Menurutnya, perubahan kebijakan yang tidak menentu membuat konsumen hingga pelaku industri memilih menunggu sebelum mengambil keputusan pembelian maupun investasi.
Pernyataan tersebut disampaikan Moeldoko dalam Launching Periklindo Electric Vehicles Show (PEVS) 2026 di Jakarta, Kamis, 21 Mei 2026.
“Untuk itu negara mestinya jangan ragu-ragu untuk memberikan subsidi. Jangan ragu-ragu untuk memberikan insentif kepada seluruh pengguna,” kata Moeldoko.
Ia menilai industri kendaraan listrik membutuhkan arah kebijakan jangka panjang yang jelas agar ekosistem EV nasional bisa berkembang lebih stabil. Ketidakpastian insentif justru menciptakan efek wait and see di pasar.

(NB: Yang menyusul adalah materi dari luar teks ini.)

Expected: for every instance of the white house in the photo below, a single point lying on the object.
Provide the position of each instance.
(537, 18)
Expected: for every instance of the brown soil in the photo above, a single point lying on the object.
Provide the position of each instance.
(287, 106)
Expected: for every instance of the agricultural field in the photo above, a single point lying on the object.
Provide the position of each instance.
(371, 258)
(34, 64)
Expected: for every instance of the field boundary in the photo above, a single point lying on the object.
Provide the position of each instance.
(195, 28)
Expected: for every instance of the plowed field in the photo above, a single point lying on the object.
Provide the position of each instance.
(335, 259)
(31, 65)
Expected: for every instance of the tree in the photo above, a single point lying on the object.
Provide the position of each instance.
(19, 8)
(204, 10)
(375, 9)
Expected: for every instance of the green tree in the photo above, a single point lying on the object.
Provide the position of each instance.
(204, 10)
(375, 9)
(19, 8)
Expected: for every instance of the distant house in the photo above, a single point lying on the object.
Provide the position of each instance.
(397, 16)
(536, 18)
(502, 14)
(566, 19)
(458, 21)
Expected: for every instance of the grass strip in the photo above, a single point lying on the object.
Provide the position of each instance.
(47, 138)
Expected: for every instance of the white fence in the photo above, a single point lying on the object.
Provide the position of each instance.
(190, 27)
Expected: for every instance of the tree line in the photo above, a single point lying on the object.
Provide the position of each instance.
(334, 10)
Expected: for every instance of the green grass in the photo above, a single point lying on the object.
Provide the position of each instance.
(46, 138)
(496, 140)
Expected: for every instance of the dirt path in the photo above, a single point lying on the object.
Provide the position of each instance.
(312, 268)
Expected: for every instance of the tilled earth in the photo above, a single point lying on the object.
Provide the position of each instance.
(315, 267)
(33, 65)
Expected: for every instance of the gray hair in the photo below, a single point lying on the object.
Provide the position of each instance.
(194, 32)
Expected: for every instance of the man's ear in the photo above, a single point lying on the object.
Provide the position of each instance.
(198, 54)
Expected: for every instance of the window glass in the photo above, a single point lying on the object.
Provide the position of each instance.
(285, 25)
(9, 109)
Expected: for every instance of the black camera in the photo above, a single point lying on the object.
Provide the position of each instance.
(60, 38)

“Tapi sayangnya, kebijakan dari negara ini naik turun, enggak konsisten. Kalau lagi ingat, sekarang diberlakukan lagi subsidi begitu. Setahun yang lalu lupa, setelah itu enggak ada lagi subsidi,” ucapnya.
Menurut Moeldoko, kondisi tersebut sudah mulai terasa di tingkat dealer dan distribusi kendaraan listrik. Banyak konsumen disebut menunda pembelian sambil menunggu kepastian stimulus pemerintah kembali berjalan.
“Para pembeli juga menunggu kapan subsidi pemerintah akan turun. Sudah diumumkan tetapi kapan berlakunya masih menunggu-nunggu,” ucapnya.